I reckoned without falling off the doorstep and breaking my leg.  In two places.


 As luck would have it, Cathy Over The Road’s friend Maggie was visiting when my ankle gave out and I crashed to the ground, so I had two nurses to escort me to hospital, and two young and rather fetching policemen (who were on the spot to stop motorists driving through the timed no entry sign on our road) to manhandle me into Cathy’s car. (I expect they’re used to that sort of thing in their line of work.)

As luck would have it also, our brand new super hospital is a quarter of a mile down the road and A&E wasn’t too busy at half four in the afternoon. 

I’ve always had weak ankle joints and tend to sprain my right one every couple of years or so, so going to Radiology with an ankle like a balloon is a fairly regular occurrence for me.  However, I could tell by the look on the nurse’s face, post (agonisingly painful) X-ray, that this time was different.  ‘The doctors have yet to look at it,’ she said, ever so slightly reprovingly, ‘but I can tell you you’ve broken your tib and fib so badly you’re going to have to have an operation.’  But I have paintwork to touch up with Dulux Eggshell Barley Twist if it’s still available, I wanted to cry.  I need to plant up troughs and pots to put around my pond so prospective viewers don’t stand on the wonky paving slabs and fall in.  But I could tell neither she nor the universe would be persuaded.




‘There’s a rumour swirling around outside that you got yourself in here with no pain relief,’ remarked one of the doctors in the plastering room, while the other one winced at my X-ray. 

‘I think I must have a high pain threshold?’ I said doubtfully as they handed me the gas and air.

‘Yes, you must,’ he said. ‘Now push against me as hard as you like but don’t stop breathing the gas.’

‘Where’s my baby?!’ I wailed a minute or so later. ‘I always get a baby when it hurts this much.’

‘You’ve got a beautiful plaster cast instead,’ said the second doctor. ‘Neatest one I’ve ever done, actually.
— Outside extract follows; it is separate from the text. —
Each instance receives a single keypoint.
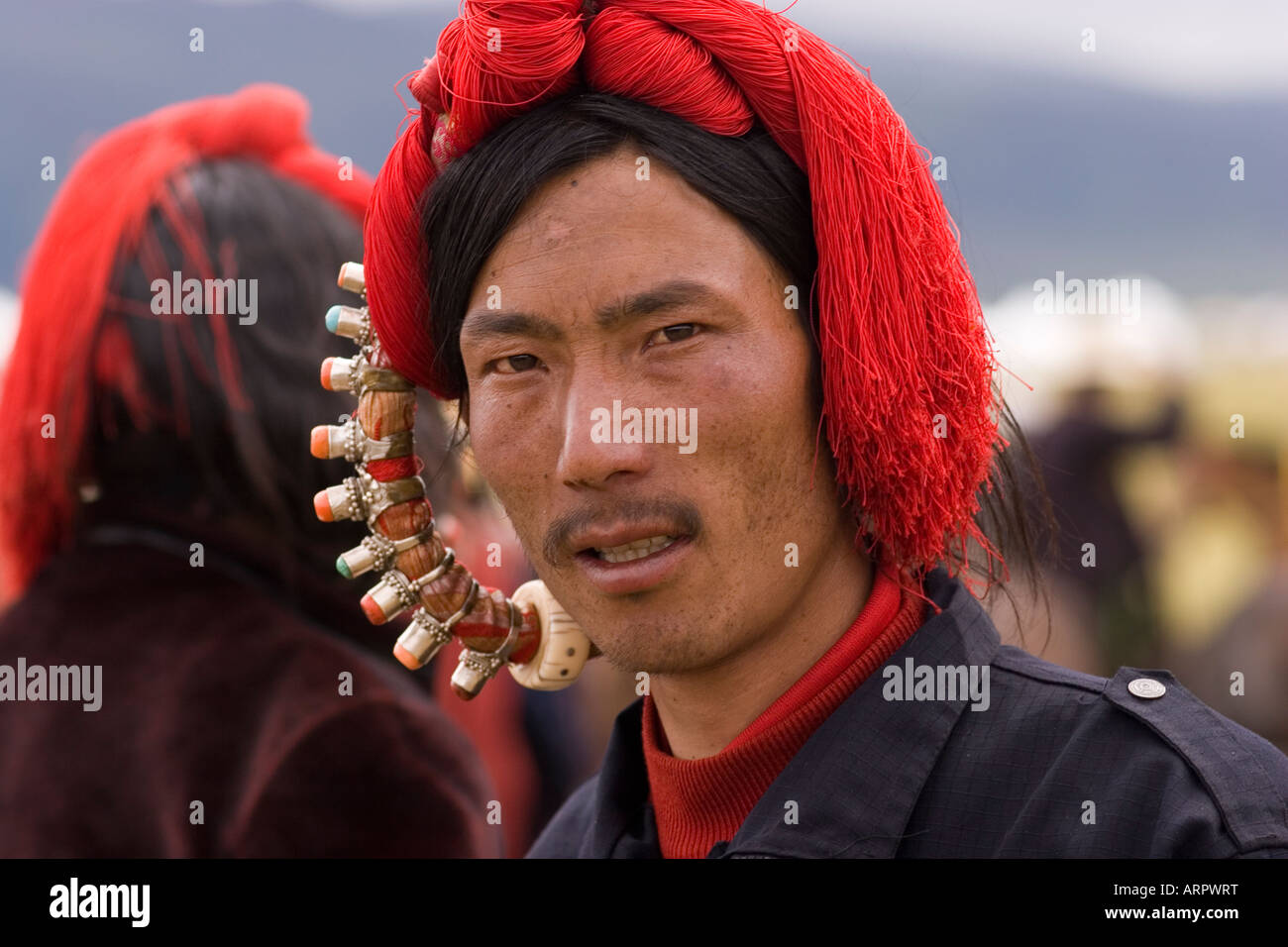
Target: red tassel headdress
(907, 364)
(99, 213)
And they'll be cutting it open tomorrow to operate!’


 But it wasn’t the same. To make matters worse, I didn’t even have a decent story to tell.  Falling off a doorstep in Filton is hardly the same as falling off a yacht in Greece which is how my friend Claire sustained a similar injury.  ‘Yeah, you’re going to have to work on that,’ everyone advised me.

There was some delay and much pushing of my trolley around the hospital before a bed was located.  Having witnessed its construction for that last eight years, it was interesting to have so comprehensive a tour of its interior. Eventually I found a berth and fell into a thankful sleep, only to be awakened with good news - more morphine – and bad news – I had to transfer to another ward. I finally docked in at Level 3 Gate 7b Bed 38 – whatever happened to Cotswold and Mendip wards? – which made me feel as if I’d checked into the departure lounge for an unknown destination with no guarantee of coming back.